Of course book burning is not a more environmentally friendly solution than landfill but this is where most second-hand books with no value currently end up. My argument for having this event was based on the fact that if the alternative fate of the books was to rot in a hole in the ground why not do something more interesting and use them to make a fire sculpture as a publicity stunt to get people talking about the problem, and to raise the profile of Wigtown as Scotland’s National Book Town. Richard Booth who set up Hay on Wye as Booktown about 30 years ago once told me that he got far more press coverage from declaring war on the Welsh Tourist Board than from setting up a successful Book Town, and to some degree I agree that the media engages far more enthusiastically with a controversial story which polarises opinion than one of small rural town which is enjoying economic regeneration.

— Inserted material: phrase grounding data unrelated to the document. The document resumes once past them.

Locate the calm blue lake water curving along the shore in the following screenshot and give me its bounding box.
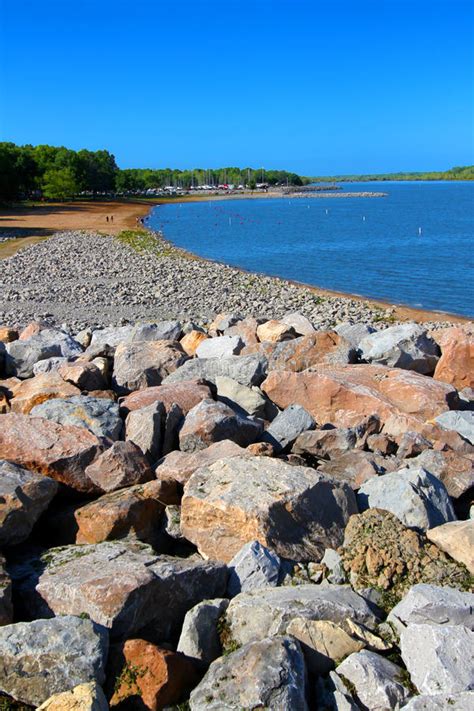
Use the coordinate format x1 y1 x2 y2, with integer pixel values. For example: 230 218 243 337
148 182 474 316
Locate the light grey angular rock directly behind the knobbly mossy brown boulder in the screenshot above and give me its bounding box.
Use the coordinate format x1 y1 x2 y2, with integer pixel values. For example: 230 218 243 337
357 467 456 531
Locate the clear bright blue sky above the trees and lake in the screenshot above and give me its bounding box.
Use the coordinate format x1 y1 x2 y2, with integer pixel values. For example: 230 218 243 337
0 0 474 175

So, yes it was a publicity stunt rather than a practical measure and it has worked – a full page in the Financial Times, half a page in the Sunday Times, a quarter page in the Sunday Herald and a five minute interview on Radio Scotland all of which mention Wigtown and discuss the issue of “dead” books.


Of course there are alternatives to burning books but one of the aims of this excercise is to lobby our politicians into setting up a recycling unit here in the town, and several dealers have been doing this for some time without success so I thought it was time for drastic action. People have suggested that we could have given the books away, to which I ask you to whom? Who would want a Desmond Bagley paperback with no front cover and the last 30 pages missing? The reason that we didn’t give these books away is that nobody would take them – we’ve tried putting a box of books on a bench in front of the shop with a free books sign and at the end of the day they are all still there.

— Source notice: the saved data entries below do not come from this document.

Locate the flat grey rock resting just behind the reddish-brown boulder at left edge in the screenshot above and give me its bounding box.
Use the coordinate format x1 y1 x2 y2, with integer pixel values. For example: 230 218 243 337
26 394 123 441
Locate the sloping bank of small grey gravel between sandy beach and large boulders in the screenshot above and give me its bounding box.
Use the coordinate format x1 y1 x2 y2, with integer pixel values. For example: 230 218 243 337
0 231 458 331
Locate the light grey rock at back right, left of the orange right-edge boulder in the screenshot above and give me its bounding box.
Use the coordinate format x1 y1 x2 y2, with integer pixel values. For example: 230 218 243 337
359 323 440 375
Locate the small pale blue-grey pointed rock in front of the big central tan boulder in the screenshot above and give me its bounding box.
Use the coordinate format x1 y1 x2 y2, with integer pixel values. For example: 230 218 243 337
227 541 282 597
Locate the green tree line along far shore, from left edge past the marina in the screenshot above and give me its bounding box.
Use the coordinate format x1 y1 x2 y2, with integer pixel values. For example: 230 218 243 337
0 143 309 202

My storage space is valuable and I would rather have it filled with books which I can sell than rubbish which people won’t even take away for free. We regularly take boxes of the better material which we reject to the local charity shops, but even this costs money and takes time, added to which these shops are to some degree in competition with us but they have the advantage of being staffed by volunteers, rate concessions and all the other advantages associated with charitable status as well as being given their stock for free.

Book dealers generally don’t like destroying books but we have to be pragmatic about business pressures and if nobody wants to even take these books away for free we don’t really have much choice in the matter. I don’t feel sentimental about chucking them out anymore – when you are trying to make a living in a small town in the isolated South West of Scotland there’s not a lot of room for sentiment about dead stock.

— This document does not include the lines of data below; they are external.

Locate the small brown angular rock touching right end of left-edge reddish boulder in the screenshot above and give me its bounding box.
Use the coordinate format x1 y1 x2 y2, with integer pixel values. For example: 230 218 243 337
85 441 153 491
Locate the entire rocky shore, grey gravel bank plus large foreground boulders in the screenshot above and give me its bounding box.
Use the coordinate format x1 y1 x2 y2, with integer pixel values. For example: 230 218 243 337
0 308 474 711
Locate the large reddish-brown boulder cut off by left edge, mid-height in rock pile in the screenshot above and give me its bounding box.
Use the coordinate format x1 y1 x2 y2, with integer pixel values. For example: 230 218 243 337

Some people loved the idea of the Book Burning, presumably not all for the same reason, but one person gave me a fairly good reason which was that they thought our event turned something normally associated with oppression and intimidation into a party and a celebration with a positive goal and in some way put a distance between the historical associations of book burning and today’s world.

Anyone who is incapable of drawing the distinction between a despotic regime, or a censorious group (or individal) buring books to suppress the contents or oppress a minority or ideology, and a bunch of people who have taken a waste product (albeit books) to create a work of art, have a party, and promote an environmental solution to a problem is probably the sort of person who falls into the former category. A number of people have a knee-jerk reaction which is to say “the Nazi’s burned books” and argue that this makes book burning a taboo – they did so for completely different reasons and there are absolutely no similarities between what we have done and they did. You might just as well say “the Nazi’s made the trains run on time” and argue from that standpoint that we should have a protest every time a train arrives on time.

The books we burned were generally books in very poor condition, but there were others in good condition which would never have had any chance of selling again such a odd volumes of modernish encyclopaedias, repealed statutes and other irrelevant legal texts, Readers’ Digests etc. There was nothing of any financial or historical value – if there had been I would have sold it rather than burn it.
I hope you understand now why I did this.